After a semantic search in Elasticsearch, each result includes a relevance score, issue category, complexity label, and product category. A classifier model reads only these metadata fields (not the full document content) to decide whether a query maps to a single FAQ article or needs multi-source synthesis. This keeps the classification prompt small (a few hundred tokens) and cheap on every query.

What models does this Elasticsearch query routing pattern use?

The example uses Mistral Small for classification and simple FAQ answers, and Claude Sonnet 4.6 (an Elastic Managed LLM) for multi-source synthesis. Mistral Small is registered as a custom connector using the .gen-ai connector type, which supports any OpenAI-compatible API. The split is cost- and capability-driven: simple bounded tasks go to the smaller model; complex synthesis tasks go to the larger one.

Can I use different models in this Elastic Workflows routing pattern?

Yes. The routing logic in Elastic Workflows is connector-based: any OpenAI-compatible API can be registered as a custom connector via the .gen-ai connector type. The pattern is model-agnostic; the architectural requirement is that the classification step uses a cheaper, faster model and the synthesis step uses a more capable one.

What are the limitations of metadata-only routing in Elasticsearch?

Routing based on search result metadata depends on the quality of structured fields like issue_complexity and issue_category in the index. If those fields are sparsely populated or inconsistently labeled, the classifier's signal degrades and routing accuracy drops.
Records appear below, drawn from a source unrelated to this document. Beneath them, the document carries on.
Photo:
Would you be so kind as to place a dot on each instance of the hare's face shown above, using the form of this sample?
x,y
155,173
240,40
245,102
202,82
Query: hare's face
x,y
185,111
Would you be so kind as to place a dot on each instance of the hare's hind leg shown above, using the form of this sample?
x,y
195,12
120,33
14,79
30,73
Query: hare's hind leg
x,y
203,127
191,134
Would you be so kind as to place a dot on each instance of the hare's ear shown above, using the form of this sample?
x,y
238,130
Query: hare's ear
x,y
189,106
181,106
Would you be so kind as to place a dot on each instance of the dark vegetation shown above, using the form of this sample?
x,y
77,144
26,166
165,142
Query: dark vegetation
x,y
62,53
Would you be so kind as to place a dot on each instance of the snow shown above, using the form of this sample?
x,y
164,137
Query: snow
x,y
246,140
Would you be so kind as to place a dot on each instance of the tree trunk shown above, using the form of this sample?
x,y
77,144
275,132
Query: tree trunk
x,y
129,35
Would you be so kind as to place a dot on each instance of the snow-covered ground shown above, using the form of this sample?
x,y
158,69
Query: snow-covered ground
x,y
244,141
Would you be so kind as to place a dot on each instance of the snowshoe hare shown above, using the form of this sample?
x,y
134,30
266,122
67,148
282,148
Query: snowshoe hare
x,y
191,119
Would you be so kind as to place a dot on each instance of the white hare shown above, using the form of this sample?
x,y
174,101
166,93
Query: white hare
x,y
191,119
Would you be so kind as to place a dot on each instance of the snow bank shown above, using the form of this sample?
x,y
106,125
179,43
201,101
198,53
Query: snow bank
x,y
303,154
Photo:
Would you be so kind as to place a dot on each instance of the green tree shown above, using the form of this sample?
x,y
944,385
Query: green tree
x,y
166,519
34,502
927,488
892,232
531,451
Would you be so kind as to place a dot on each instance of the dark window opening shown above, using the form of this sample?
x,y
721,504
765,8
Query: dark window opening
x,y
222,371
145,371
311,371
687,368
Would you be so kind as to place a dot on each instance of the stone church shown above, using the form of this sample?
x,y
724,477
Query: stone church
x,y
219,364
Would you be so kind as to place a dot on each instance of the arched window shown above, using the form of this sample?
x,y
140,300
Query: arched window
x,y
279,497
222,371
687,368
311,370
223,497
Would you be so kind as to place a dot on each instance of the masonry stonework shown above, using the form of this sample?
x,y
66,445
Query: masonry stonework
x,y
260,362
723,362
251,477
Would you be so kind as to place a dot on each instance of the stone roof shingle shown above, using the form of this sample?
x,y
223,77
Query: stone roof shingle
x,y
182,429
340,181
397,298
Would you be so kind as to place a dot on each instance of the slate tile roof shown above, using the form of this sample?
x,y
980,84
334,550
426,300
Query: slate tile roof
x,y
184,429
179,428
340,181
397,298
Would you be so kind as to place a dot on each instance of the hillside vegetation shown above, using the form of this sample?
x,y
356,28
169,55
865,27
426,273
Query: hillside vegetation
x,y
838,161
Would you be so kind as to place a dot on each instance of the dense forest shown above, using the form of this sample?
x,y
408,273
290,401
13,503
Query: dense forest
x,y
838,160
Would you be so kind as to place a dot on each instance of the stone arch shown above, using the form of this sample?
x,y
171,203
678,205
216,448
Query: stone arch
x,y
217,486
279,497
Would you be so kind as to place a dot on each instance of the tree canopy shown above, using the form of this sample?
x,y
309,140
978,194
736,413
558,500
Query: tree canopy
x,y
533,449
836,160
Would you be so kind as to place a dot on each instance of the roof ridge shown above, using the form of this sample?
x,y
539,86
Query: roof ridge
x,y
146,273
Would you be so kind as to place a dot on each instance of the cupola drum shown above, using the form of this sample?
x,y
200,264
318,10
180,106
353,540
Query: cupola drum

Full-document classification is more robust but increases token cost and adds latency on every query.

How does Elastic Workflows simplify LLM query routing compared to custom code?

Elastic Workflows defines routing logic in YAML inside Kibana, using native steps for Elasticsearch semantic search, LLM prompts (via AI connectors), and conditional branching. No orchestration framework or custom code is required. The same workflow can serve programmatic triggers (manual, schedule, alerts) and conversational agent interfaces through Agent Builder, without duplicating logic.